Roper: VT short 4300 weatherization workers needed to make ‘clean heat credits’

It takes work to create a Clean Heat Credit, and Vermont is 4300 workers shy of the 5000 needed to create enough to meet Clean Heat Standard goals. Efficiency Vermont photo.

By Rob Roper

Dear Senate Committee on Natural Resources & Energy,

You asked today what is a “Clean Heat Credit.” Good question. You didn’t really receive a clear answer from your witnesses, so I hope you find the following helpful.

A Regulated Financial Asset. The Credits obligated parties will be required to obtain through the Clean Heat Standard (CHS) are a buyable, tradeable financial commodity that will have to be regulated as such. How this will be done and at what cost is a question your committee should delve into.

“Mined” not “Minted.” A key characteristic of the Credits under the CHS is that they are “mined” (created organically through authorized but unorganized activities of individuals acting on their own initiative) as opposed to being “minted” (issued by a central authority and made available for purchase.) 

Rob Roper

RGGI credits, for example, are “minted” – issued by RGGI Inc, auctioned off quarterly to obligated parties, who can then trade them on secondary markets. CHS credits, on the other hand, are created whenever someone, for example, installs a heat pump, or weatherizes a building, or switches from oil to bio-fuel. I hope it is obvious that the latter way of creating credits is INSANELY more complicated than the former.

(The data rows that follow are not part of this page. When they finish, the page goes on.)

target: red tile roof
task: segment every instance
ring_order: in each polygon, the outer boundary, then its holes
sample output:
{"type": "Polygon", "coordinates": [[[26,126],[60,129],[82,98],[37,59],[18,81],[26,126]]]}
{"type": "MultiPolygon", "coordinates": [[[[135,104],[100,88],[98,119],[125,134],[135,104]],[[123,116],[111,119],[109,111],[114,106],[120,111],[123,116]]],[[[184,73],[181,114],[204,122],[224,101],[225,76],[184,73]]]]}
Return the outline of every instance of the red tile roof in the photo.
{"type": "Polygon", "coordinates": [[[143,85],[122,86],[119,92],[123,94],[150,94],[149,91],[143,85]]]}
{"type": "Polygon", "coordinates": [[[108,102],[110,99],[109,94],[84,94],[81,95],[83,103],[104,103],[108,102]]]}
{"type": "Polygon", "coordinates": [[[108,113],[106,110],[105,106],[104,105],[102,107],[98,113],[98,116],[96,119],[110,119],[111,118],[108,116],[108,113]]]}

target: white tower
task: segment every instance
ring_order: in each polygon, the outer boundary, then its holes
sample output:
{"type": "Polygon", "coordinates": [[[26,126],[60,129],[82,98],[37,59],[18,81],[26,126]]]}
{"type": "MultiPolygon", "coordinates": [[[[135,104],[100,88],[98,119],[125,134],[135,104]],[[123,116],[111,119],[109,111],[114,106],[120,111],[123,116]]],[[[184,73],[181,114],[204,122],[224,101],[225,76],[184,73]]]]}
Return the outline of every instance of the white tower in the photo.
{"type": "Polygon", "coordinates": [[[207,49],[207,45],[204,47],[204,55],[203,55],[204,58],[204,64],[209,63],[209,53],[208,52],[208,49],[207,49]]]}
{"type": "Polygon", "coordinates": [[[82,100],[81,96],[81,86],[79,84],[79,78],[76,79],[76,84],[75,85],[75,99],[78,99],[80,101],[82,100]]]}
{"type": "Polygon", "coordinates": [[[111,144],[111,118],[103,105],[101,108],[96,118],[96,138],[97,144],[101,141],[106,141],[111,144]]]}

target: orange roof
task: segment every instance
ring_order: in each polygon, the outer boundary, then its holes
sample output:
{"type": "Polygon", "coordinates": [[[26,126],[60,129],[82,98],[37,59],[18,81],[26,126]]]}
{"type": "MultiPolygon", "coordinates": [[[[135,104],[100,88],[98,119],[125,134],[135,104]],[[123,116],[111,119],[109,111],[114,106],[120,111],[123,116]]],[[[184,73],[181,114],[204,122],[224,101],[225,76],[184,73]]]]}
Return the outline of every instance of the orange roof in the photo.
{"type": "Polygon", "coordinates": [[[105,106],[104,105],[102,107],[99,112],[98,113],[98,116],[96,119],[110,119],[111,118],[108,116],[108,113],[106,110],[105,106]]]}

This is a problem for the viability of the program. 

Please consider that according to analysis presented to the Climate Council, there will be about 250,000 such actions necessary by 2025 and nearly 500,000 by 2030 in the thermal sector alone to meet the GWSA goals. Each of these actions would generate one or more Clean Heat Credits, with credits having different shelf lives. These credits, thus generated, can then be bought and sold on a secondary financial market. Which gets us to the next question…

How is the PUC going to be able to verify that these half a million actions take place all over the state, assign a unique credit value and shelf life to each, and, once this is done, broker sales, track the ownership of, and then retire those credits when they expire? If you want to see how complicated this process is, check out the latest RGGI financial compliance report.

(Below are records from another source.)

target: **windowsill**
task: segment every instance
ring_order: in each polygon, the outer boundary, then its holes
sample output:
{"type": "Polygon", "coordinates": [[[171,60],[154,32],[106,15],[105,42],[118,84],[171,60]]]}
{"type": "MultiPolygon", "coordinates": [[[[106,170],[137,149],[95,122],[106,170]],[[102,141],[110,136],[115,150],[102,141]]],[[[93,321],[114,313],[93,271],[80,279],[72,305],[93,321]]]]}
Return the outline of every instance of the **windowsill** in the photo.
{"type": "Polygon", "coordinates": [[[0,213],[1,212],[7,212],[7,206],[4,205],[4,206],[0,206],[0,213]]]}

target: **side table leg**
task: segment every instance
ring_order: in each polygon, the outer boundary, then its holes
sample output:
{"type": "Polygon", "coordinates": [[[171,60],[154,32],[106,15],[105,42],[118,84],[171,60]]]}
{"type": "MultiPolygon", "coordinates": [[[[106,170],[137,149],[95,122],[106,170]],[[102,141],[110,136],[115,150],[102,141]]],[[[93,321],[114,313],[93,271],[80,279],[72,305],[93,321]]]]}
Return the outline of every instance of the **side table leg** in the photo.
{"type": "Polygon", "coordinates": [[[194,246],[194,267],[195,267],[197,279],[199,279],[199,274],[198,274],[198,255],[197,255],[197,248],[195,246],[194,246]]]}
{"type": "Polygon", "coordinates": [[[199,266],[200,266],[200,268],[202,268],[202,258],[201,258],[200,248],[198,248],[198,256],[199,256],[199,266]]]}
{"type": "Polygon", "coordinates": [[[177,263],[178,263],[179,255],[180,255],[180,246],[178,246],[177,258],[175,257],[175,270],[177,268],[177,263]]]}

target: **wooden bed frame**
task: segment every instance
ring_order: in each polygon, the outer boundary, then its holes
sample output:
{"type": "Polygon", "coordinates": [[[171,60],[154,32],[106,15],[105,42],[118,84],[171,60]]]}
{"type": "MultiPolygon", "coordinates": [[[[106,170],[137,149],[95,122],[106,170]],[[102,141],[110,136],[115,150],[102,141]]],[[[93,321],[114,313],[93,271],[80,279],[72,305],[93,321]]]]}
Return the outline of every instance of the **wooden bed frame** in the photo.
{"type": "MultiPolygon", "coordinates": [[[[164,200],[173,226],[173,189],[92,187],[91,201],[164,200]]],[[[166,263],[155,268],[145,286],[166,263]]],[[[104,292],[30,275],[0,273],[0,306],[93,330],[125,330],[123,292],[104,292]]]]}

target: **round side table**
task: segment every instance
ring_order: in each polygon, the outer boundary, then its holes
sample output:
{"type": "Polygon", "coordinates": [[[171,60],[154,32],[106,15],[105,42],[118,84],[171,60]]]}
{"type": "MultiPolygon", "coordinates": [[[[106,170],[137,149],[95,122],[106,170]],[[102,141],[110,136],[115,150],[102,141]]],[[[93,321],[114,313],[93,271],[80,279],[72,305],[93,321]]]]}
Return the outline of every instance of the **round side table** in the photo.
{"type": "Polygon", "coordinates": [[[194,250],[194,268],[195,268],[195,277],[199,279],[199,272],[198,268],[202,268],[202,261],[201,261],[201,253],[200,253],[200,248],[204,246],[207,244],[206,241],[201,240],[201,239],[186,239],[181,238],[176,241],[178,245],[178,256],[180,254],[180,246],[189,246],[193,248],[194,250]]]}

This CHS process will be significantly more complicated – and more expensive — than RGGI to administer, and RGGI costs multiple millions of dollars a year to administer with those costs shared by the multiple states in the RGGI coalition. Not just little ole’ Vermont. 

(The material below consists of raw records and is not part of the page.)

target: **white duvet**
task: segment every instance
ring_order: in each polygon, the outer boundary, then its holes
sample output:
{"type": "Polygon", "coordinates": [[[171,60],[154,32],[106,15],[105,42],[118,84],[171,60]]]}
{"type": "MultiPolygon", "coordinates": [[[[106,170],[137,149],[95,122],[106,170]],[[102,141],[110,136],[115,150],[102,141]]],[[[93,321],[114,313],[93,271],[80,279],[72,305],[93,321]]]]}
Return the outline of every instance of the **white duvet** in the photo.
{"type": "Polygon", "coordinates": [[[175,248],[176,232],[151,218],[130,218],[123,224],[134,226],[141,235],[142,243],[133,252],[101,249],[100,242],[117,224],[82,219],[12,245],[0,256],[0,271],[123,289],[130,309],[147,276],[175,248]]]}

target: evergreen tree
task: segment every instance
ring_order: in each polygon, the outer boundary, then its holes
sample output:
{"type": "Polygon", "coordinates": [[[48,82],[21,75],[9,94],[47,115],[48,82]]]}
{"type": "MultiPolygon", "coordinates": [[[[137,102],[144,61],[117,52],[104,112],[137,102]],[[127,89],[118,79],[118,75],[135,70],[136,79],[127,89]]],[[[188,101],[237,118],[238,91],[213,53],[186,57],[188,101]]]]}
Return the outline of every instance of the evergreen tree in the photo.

Not Enough Miners. A further complication to the CHS (and the Climate Action Plan as a whole) is the fact that there is not a labor force in Vermont large and skilled enough to do the work necessary to generate all these credits.

As Jared Duval could have told you (guess he forgot), The Energy Action Network reported, “Vermont currently has about 700 weatherization workers. We have good reason to anticipate that … we will likely need somewhere in the range of 5,000 weatherization workers by sometime around the middle of this decade if we are to achieve the weatherization recommendations of the Climate Action Plan.” (1/6/22)  

That’s 4,300 workers short, or 14% of where we need to be — on just weatherization. These people are not going to just materialize. Is there an actual viable plan to attract them? No. So, what happens if the credits obligated parties need to buy are never created in the first place? Are they stuck paying a penalty through no fault of their own? What happens to consumers who may wish to swap out their furnace for a heat pump to escape the rising costs of fossil fuels exacerbated by the CHS, but can’t because no one is available to do the work?

I hope in the weeks to come your committee will explore these issues in depth and bring some measure of reality to this debate.

The author, a Stowe resident, is a member of the Ethan Allen Institute Board of Directors.